Federation of Damanhur, Italy
This city was born in 1975, when Oberto Airaudi and his friends shaped a ecological and spiritual community in the Piemonte region, in the north of the country. Today 600 people live and it is considered the Laboratory for the future of humanity.
here people live in community houses between 10 and 30 people. Life is absolutely shared, it has its own currency, Credit, and receives curious tourism. Because of the lifestyle, but also because of its constructions, some built underground.
Whittier, AK
This city works in a single building. That's how it is! The building of 14 floors, it was once a military barracks. Today the site is known as the gateway to Prince William Sound, an attraction for locals and tourists who come to Alaska seeking adventure in nature.
Whittier has 200 residents who all live under one roof that includes a police station, a gas station, a church and at the time a video rental store. The entire building is called Begich Towers and has only one input/output which opens twice an hour, closes at night and reopens the next day.
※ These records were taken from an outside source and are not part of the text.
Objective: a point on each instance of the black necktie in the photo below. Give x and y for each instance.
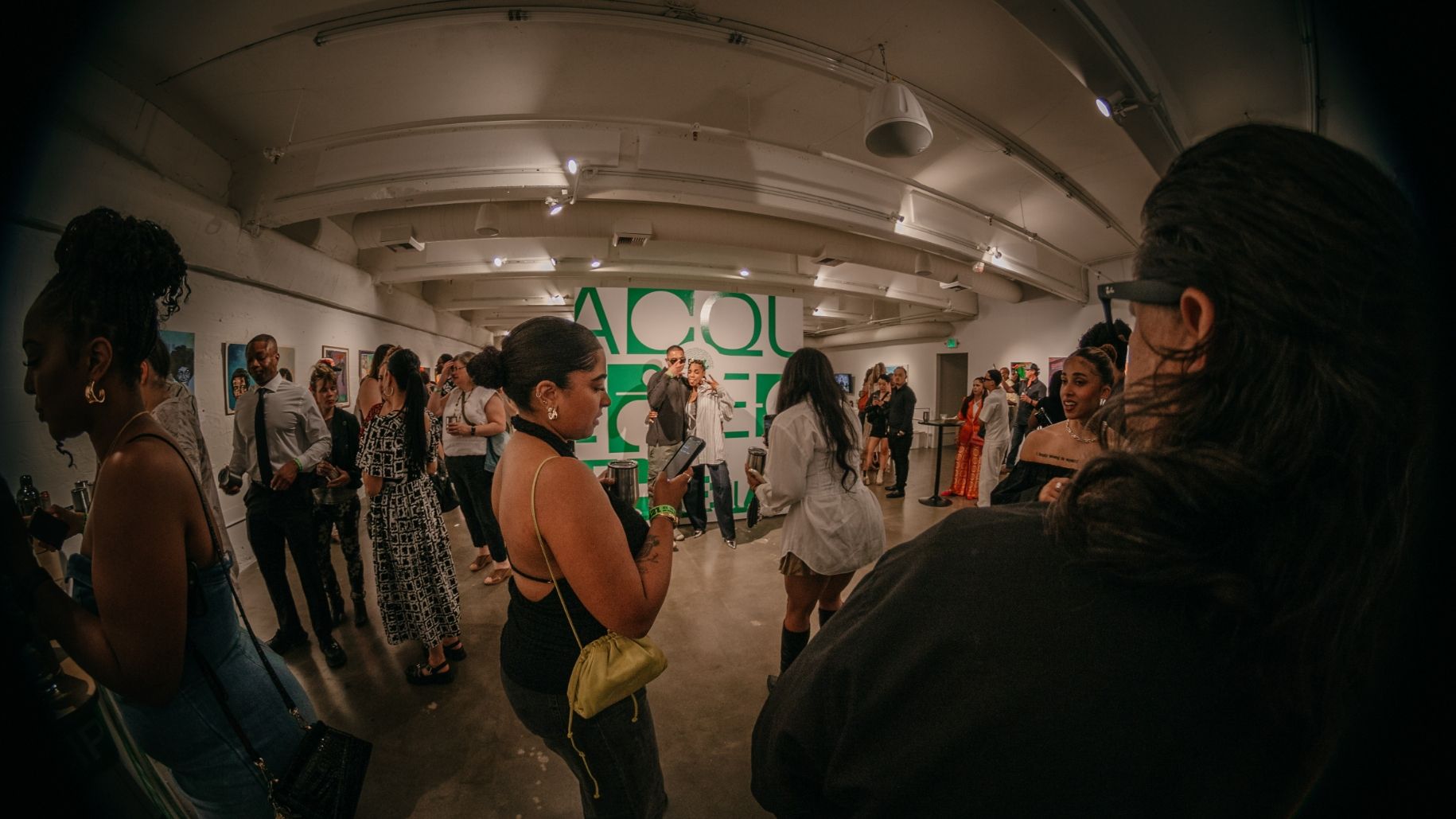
(261, 436)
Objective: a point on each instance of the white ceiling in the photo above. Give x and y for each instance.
(375, 119)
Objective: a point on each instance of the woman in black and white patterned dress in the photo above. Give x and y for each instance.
(419, 596)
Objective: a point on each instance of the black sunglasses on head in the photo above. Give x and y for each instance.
(1140, 291)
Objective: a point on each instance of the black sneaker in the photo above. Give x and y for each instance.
(333, 655)
(282, 643)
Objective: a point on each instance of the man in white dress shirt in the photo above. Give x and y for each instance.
(998, 440)
(278, 438)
Every summer, Whittier receives 22 hours of sunlight and in winter there is so much snow that it is phenomenal. It has a hostel and a hotel with a restaurant that directly overlook the sea.
Longyearbyen, Norway
the cold town, the town where the dead are frozen forever without breaking down. That's right, the location is so far north that the cold is tremendous, in addition to its location every year the sun does not rise for four months. from October to March, until it returns in glory to be received by all in a popular festival called Solfestuka.
So, one of the most interesting things about this Norwegian town is the theme of death. 70 years ago the local cemetery stopped receiving bodies, so residents are asked that if they die in town, the body must be transferred by boat or plane.